Pollock is harder to warm to when you are up against him.
Woolford, Pollock’s Bedford team-mate, also faced him in the Blues’ annual pre-season fixture against Saints.
“On the pitch he is very loud, very confrontational, very in-your-face,” Woolford remembers.
“He just exhausts you, as much mentally and emotionally as physically. But he has backed it up at every level he has stepped up to.”
In the teams’ most recent match, one Bedford player attempted to sledge back at Pollock, suggesting he would be back with the Blues on loan by October.
Instead, by then, Pollock was a Premiership regular.
“Being annoying is part of my game,” Pollock agrees.
“I want to wind the opposition up; I want to get under their skin. It is something I relish.”
This weekend he will be digging into Leinster in a re-run of last season’s Champions Cup semi-final.

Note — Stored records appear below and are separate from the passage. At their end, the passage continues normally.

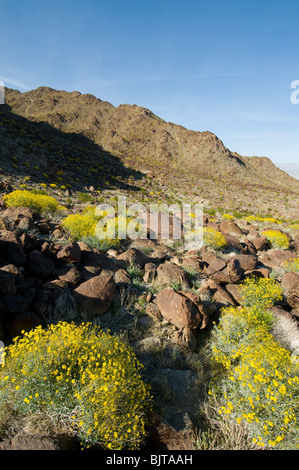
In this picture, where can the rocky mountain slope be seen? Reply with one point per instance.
(116, 140)
(158, 297)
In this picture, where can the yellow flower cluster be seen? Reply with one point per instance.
(213, 239)
(260, 292)
(39, 202)
(89, 380)
(277, 239)
(85, 224)
(292, 265)
(255, 218)
(259, 385)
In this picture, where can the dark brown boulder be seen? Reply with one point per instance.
(168, 273)
(23, 321)
(135, 256)
(247, 262)
(11, 249)
(178, 310)
(40, 264)
(70, 253)
(96, 294)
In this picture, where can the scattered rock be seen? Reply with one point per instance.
(135, 256)
(178, 309)
(40, 264)
(70, 253)
(96, 294)
(168, 273)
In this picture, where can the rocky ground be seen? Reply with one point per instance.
(161, 299)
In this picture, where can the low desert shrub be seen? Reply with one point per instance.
(81, 378)
(260, 385)
(213, 239)
(257, 383)
(85, 224)
(277, 239)
(260, 292)
(292, 265)
(39, 202)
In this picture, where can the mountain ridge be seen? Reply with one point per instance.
(195, 164)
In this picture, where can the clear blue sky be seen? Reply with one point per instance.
(222, 66)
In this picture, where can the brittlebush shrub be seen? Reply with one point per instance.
(260, 292)
(81, 225)
(81, 378)
(277, 239)
(213, 239)
(258, 383)
(39, 202)
(86, 225)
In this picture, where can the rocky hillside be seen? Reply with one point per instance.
(98, 140)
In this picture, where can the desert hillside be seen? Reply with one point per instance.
(161, 157)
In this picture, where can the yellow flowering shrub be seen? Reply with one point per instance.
(39, 202)
(260, 292)
(80, 225)
(258, 384)
(213, 238)
(277, 239)
(85, 225)
(227, 216)
(82, 378)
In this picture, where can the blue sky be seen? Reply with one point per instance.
(223, 66)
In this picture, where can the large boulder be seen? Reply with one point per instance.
(178, 309)
(168, 273)
(13, 216)
(40, 264)
(135, 256)
(24, 321)
(247, 262)
(96, 294)
(11, 250)
(69, 253)
(290, 285)
(230, 227)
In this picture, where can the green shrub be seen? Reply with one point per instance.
(100, 245)
(213, 239)
(39, 202)
(260, 292)
(81, 225)
(80, 378)
(258, 383)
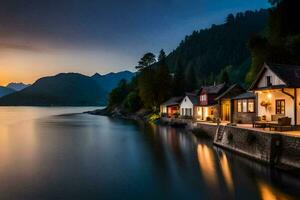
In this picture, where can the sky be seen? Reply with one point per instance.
(45, 37)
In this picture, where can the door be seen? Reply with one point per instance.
(225, 111)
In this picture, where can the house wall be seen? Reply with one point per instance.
(202, 112)
(222, 109)
(243, 117)
(274, 79)
(163, 109)
(298, 105)
(186, 104)
(272, 96)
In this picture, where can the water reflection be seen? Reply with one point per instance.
(226, 171)
(269, 193)
(97, 157)
(207, 165)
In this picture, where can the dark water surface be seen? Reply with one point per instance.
(44, 155)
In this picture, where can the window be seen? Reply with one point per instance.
(239, 105)
(250, 105)
(269, 80)
(245, 106)
(203, 97)
(280, 106)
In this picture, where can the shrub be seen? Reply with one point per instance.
(133, 102)
(251, 138)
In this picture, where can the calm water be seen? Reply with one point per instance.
(46, 155)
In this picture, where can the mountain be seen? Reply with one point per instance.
(17, 86)
(5, 91)
(211, 50)
(110, 81)
(65, 89)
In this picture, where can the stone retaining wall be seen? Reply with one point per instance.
(248, 142)
(290, 152)
(272, 148)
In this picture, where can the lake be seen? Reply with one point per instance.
(51, 153)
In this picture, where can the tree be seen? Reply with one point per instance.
(162, 55)
(147, 60)
(133, 101)
(190, 80)
(224, 77)
(118, 94)
(179, 80)
(163, 80)
(147, 87)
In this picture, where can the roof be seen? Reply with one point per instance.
(289, 74)
(246, 95)
(214, 89)
(193, 97)
(232, 91)
(172, 101)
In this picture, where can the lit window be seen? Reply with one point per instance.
(250, 105)
(280, 107)
(239, 106)
(269, 80)
(245, 105)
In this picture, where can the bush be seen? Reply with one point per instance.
(251, 138)
(133, 102)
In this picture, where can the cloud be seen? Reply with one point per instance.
(22, 47)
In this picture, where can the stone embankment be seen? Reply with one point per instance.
(275, 149)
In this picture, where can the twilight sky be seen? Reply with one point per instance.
(45, 37)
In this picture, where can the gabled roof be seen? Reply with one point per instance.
(193, 97)
(246, 95)
(172, 101)
(289, 74)
(232, 91)
(214, 89)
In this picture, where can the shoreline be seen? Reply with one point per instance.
(265, 151)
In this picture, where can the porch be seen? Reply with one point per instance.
(273, 104)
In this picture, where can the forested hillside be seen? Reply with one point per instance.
(209, 51)
(232, 52)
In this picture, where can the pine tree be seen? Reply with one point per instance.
(190, 80)
(179, 80)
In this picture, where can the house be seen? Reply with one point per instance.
(188, 105)
(243, 108)
(206, 109)
(171, 107)
(225, 106)
(277, 88)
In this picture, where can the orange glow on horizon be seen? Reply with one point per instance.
(268, 193)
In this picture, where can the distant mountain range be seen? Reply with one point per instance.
(17, 86)
(66, 89)
(110, 81)
(5, 91)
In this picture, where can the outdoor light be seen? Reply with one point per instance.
(269, 95)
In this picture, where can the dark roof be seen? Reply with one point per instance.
(232, 91)
(246, 95)
(214, 89)
(289, 74)
(172, 101)
(193, 97)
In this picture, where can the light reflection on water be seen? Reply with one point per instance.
(45, 156)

The Irish giants could field back-row trio Caelan Doris, Josh van der Flier and Jack Conan.
“It is probably one of the best back rows there is,” says Pollock. “I am just excited to be able to say I played against them. To share the field with them is special.”
But the deference won’t last past the first whistle.
“They are beatable,” he adds. “We definitely see parts of their game we can attack and go after and hopefully ruffle a few feathers.”
If Pollock’s streak of success extends to the Aviva Stadium and his final and toughest Lions audition, he could well make the squad cut five days later.
“I have heard the rumours and stuff, but as a player you can’t control that,” he says.
“I just have to keep playing well, and if it happens, it happens.”
So far in his career, things invariably do.